First, what’s an SQW? I know SJW, but…
Moving past that, it isn’t that the Oberlin kids and similar smallish groups at many other schools (and it is important to note that this is hardly isolated to Oberlin and thus does have larger implications) are hurting me directly. Neither do many things that happen in this country and in the world, but we take note and comment. So I don’t remotely see your point there. And like, say, an EPA ruling about fishing in Alaska that might not impact me at all, there are implications about certain things that occur that portend of more serious consequences. If you think that these kinds of movements are brief flares that will die out, then you are right. Might as well ignore them. And they well might under their internal contradictions. But they might not, and in any case represent a disturbingly narcissistic world view among our youth that is, in fact, inherently dangerous if allowed to get out of control, unless you long to see a return to basic tribalism and hopelessly fractious politics, which we already see in the latter anyway. This will only make it worse because there is zero room for compromise. There is no world in which all positions and needs can be simultaneously satisfied, yet we rightly reject a world in which only the majority get these rights.

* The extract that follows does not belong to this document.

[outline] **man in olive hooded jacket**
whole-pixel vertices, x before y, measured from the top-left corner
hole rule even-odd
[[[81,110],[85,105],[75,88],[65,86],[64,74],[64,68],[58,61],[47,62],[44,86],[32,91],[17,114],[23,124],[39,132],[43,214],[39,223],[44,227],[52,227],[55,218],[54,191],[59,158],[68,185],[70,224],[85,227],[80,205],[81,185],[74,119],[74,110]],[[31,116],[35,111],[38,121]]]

Of course in the real world that happens more than it should. But these movements seem to me to represent a reversal of all the progress made in the last 50-70 years, and certainly an attack on the most fundamental rights this country is built on. Things have slowly gotten better. Too slowly in many cases of course, but on the other hand look at the amazingly fast shift in attitudes and public policy regarding gay rights. This kind of activity by these students threatens to reverse all that, despite their intentions to the opposite.
Because in fact these are not new ideas, but a return to dangerously old ones. They just don’t know it. But in different disguises these same types of movements, which have been continuously occurring in the world forever, can only lead to disappointment. Somewhere in the article there was a statement along the lines of “we just want the school to be the right experience for everyone”. That is impossible, especially once people insist on being taught from a perspective that matches their racial identity. Or was it their gender identity? Oh wait no, it was their experiential identity as a rape victim, and/or a poverty victim, or…
I think the massive contradictions are clear. As soon as you satisfy one group (Palestinians) you anger another (Jews), just to over-simplify. But of course that other group has no rights, right? Now which was the other group again? Anyone that isn’t a straight, white male from at least a middle class family and no psychological issues?
Of course there are problems with hate in this world. Of course there are problems with the white middle class never really understanding the experience of the poor Black or Hispanic, or the transgendered individual, or any of dozens of other categories. But none of these extreme positions regarding speech, association, etc. versus “personal space and protection and right to personal harmony” address that.